# Prop on Evo thoughts?



## Smackdaddy53 (Dec 31, 2012)

Drop two inches of pitch and you should get right where you want the RPMs.


----------



## rovster (Aug 21, 2018)

Smackdaddy53 said:


> Drop two inches of pitch and you should get right where you want the RPMs.


The other prop I have is a 23P tempest which is considered a great "overall" prop for my setup. People still seeing a tic over 50 with it. Its on deck for sure and more curious how the hole shot will feel because right now its just "OK" with the 26P but that's without tabbing down just mash it and go. I would have expected more from the 26 but maybe its too much or its dragging too much due to height? In the fresh I did get it up to 6100 with a light load 2 people on board. Full tank of gas in the salt with 2 anglers and gear + ice was doing about 48-49 at 5800. Probably need to do some more straightaway runs to really test it usually by the time I'm at that speed gotta turn at some point. Now that I'm out of the break in I can run WOT for longer periods and really see what she can do. As time goes by and changes are made I'll keep this updated but for now welcome to any and all input. Thanks Mack


----------



## Smackdaddy53 (Dec 31, 2012)

I realize you are referring to prop changes only but you may have reached hull speed or are very close to it. Hull speed is a point where no amount of extra horsepower will make any gains with the rig.

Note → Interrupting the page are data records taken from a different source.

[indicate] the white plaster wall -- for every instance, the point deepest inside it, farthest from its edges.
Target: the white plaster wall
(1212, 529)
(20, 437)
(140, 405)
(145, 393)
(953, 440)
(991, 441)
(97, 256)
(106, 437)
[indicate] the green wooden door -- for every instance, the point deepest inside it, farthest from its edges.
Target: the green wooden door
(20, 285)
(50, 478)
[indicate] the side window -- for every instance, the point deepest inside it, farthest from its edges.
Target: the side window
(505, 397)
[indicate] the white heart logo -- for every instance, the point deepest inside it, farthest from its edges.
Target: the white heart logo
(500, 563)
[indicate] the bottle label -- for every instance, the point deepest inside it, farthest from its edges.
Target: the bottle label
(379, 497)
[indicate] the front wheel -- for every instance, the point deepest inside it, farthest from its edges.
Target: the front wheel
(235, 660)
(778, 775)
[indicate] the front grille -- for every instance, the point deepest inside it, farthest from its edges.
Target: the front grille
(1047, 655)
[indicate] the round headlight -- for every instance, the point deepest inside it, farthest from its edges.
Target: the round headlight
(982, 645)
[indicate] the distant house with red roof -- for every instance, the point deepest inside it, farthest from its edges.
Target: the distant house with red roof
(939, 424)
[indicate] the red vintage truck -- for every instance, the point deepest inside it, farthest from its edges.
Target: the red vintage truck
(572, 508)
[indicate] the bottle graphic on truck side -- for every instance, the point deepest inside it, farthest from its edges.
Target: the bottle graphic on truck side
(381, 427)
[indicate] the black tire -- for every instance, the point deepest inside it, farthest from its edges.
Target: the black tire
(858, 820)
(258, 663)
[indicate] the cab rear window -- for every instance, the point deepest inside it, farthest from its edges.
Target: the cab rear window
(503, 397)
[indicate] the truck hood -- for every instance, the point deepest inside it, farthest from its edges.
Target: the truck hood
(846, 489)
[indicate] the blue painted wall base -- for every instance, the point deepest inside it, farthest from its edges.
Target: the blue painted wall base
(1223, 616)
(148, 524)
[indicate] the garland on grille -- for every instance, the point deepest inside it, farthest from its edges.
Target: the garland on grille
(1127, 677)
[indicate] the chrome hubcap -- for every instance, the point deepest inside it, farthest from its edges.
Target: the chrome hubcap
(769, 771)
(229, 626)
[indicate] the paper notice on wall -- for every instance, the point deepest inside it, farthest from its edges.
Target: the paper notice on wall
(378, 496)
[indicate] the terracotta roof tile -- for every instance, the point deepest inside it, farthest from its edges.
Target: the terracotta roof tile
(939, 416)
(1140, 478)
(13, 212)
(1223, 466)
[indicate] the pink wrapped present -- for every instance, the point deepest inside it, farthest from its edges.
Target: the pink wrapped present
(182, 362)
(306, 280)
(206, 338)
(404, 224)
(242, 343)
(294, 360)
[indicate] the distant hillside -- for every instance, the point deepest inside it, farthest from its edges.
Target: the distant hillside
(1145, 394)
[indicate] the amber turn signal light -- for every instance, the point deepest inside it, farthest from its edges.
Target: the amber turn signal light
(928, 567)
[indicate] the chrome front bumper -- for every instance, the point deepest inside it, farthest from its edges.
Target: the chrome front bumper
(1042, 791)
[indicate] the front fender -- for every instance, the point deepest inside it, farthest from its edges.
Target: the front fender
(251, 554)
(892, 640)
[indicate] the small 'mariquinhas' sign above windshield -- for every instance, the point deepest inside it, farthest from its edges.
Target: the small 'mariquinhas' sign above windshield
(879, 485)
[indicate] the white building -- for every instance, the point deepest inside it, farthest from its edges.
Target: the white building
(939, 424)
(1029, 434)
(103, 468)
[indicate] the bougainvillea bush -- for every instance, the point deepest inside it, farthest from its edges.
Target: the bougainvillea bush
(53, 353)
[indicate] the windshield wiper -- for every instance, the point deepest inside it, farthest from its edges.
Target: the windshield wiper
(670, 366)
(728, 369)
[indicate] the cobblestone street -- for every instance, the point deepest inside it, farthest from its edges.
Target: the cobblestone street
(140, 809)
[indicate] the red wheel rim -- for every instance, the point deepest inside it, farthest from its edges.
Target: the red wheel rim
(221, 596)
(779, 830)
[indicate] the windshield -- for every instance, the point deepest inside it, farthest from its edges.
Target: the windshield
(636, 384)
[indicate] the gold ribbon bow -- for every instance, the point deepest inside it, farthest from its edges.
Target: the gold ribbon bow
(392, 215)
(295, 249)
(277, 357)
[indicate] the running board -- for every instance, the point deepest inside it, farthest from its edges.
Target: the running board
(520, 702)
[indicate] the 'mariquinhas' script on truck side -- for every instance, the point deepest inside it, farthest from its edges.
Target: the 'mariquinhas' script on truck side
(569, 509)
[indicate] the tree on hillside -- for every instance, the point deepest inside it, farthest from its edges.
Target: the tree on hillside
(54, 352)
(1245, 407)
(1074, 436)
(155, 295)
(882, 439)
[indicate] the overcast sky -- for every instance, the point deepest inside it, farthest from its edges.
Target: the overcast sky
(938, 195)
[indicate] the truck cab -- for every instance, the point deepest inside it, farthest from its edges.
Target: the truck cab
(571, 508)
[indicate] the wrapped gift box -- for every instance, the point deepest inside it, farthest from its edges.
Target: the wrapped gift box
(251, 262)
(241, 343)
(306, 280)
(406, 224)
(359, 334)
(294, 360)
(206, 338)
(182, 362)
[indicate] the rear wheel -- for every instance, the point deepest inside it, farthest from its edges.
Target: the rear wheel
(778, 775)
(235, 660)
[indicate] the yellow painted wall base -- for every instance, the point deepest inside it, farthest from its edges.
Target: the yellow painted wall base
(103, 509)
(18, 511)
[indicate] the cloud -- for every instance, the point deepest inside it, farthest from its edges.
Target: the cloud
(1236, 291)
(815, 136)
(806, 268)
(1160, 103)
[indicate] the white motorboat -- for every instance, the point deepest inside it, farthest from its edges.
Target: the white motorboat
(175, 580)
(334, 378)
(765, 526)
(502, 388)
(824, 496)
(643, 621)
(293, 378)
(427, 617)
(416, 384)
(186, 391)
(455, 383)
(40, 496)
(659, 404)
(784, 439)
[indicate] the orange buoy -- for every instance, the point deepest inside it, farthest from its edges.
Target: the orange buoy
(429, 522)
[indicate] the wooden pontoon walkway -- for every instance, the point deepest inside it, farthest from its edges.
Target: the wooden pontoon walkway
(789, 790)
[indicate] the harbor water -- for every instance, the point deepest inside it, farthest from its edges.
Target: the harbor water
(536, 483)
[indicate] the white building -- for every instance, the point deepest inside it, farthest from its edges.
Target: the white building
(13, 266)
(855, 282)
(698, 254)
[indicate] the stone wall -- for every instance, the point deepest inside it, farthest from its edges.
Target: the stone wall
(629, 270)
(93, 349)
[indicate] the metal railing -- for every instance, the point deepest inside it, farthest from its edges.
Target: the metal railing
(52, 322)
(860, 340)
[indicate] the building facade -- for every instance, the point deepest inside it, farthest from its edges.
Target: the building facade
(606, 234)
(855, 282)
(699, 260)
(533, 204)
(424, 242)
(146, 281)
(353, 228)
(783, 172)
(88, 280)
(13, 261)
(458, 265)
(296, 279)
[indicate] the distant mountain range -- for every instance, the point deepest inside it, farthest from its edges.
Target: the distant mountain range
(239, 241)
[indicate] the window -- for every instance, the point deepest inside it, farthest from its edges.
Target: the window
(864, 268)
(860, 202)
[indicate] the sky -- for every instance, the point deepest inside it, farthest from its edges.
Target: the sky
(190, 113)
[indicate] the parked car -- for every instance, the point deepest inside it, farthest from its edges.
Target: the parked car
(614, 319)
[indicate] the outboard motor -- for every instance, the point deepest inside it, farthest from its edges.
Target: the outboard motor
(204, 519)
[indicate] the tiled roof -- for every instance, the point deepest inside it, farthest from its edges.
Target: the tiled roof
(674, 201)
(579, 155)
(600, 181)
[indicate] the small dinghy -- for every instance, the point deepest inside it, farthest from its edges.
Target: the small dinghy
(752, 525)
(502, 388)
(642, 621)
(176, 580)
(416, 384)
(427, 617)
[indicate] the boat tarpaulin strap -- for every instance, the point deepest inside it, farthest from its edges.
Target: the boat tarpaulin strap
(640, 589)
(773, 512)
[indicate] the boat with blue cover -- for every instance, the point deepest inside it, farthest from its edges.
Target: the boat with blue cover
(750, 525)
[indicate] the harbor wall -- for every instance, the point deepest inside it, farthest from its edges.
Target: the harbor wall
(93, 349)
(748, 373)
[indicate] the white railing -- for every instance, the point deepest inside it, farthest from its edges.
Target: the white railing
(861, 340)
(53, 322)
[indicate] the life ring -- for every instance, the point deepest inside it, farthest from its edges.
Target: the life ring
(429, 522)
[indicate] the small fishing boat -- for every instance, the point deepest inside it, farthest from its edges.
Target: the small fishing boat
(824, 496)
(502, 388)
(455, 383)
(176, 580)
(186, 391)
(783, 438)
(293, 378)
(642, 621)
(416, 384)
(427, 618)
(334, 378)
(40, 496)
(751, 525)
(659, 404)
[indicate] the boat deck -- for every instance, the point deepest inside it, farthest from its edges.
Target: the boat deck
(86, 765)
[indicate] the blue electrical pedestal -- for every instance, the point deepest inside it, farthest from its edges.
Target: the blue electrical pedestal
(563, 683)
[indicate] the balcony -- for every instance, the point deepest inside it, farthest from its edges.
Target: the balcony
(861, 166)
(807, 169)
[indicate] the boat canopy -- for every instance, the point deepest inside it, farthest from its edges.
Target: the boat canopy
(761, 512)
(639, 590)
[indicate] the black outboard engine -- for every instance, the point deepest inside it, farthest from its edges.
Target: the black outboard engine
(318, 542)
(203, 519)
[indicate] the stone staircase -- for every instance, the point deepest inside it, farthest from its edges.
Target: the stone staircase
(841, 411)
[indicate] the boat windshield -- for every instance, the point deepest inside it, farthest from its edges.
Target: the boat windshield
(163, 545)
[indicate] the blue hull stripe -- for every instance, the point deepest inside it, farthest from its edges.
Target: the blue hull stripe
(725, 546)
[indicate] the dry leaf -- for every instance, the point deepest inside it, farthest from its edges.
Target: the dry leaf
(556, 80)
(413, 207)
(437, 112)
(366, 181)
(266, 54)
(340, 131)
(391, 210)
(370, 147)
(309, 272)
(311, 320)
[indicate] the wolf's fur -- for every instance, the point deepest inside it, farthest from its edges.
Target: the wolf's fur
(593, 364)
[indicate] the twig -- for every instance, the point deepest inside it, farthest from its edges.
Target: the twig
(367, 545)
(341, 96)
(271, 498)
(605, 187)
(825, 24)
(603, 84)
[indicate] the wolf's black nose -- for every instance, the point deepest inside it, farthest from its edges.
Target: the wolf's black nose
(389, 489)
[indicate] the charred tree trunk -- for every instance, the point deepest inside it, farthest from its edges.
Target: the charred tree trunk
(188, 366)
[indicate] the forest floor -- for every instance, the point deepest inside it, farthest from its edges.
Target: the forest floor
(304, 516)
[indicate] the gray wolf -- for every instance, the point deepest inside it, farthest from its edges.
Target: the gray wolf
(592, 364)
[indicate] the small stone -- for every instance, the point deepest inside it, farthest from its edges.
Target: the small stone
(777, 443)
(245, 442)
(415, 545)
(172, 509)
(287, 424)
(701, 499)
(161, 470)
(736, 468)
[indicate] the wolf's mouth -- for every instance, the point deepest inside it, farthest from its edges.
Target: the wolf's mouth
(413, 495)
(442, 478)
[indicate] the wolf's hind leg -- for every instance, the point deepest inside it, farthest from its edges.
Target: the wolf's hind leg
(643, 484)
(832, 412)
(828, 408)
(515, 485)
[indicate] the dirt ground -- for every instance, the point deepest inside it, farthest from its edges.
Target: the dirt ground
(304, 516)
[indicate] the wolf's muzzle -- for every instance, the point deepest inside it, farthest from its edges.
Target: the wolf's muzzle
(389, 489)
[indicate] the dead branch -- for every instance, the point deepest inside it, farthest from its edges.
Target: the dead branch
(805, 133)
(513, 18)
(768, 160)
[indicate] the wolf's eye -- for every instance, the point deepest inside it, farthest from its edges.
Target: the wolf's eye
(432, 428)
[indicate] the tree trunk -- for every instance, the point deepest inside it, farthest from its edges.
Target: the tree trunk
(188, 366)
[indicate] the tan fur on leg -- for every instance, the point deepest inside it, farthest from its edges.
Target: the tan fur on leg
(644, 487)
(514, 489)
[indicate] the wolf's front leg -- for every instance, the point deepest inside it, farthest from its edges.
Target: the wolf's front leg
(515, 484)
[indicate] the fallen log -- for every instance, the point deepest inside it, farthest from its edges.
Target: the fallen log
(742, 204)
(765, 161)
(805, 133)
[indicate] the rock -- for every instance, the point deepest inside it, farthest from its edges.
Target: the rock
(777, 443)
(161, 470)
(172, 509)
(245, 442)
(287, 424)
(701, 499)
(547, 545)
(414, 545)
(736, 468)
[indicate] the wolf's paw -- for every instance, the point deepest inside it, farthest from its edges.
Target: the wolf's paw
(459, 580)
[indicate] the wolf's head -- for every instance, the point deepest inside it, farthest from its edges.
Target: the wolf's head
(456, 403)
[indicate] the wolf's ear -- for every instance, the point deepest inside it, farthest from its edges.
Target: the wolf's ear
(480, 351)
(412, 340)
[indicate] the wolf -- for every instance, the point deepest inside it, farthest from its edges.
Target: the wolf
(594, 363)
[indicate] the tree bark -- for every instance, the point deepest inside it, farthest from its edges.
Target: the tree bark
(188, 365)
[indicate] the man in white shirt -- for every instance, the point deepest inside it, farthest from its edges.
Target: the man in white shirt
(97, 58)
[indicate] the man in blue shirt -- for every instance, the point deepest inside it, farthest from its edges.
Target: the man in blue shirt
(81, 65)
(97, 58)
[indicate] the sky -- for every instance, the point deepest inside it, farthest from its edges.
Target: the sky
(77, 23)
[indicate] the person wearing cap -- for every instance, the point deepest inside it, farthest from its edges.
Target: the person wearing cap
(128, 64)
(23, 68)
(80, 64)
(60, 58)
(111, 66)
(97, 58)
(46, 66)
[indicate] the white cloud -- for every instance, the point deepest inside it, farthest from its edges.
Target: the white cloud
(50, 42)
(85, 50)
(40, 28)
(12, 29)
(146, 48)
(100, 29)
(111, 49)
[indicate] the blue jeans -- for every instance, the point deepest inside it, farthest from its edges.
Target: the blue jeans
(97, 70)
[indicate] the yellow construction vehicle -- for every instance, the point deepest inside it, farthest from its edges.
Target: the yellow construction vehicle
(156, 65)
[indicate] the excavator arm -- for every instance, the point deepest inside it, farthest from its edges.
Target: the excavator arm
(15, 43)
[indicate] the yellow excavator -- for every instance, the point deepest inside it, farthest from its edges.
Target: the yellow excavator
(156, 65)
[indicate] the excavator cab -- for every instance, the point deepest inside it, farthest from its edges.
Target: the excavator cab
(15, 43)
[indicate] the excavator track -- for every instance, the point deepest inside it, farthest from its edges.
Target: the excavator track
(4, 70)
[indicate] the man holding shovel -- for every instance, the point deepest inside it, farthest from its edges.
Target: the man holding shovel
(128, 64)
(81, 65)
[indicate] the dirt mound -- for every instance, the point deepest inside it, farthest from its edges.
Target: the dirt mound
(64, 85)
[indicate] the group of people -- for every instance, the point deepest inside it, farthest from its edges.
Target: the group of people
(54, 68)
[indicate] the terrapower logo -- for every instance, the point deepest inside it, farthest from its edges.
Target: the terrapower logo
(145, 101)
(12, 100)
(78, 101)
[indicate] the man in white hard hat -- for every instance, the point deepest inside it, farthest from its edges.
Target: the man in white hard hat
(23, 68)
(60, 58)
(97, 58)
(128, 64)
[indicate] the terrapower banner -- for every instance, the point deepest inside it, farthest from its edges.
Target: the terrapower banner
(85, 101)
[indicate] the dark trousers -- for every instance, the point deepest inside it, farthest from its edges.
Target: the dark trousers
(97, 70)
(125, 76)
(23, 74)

More horsepower usually means more weight so you reach the point of diminishing returns.


----------



## SS06 (Apr 6, 2021)

Another 200lb angler gear and full fuel will drop you 200-300rpm...sounds like Smack was right about dropping 2inches of pitch....I think that 23p will be right where you want it rpm wise with just you, light load, 1/2 tank of fuel. 6200-6300 rpms properly trimmed then your speed is what it is.


----------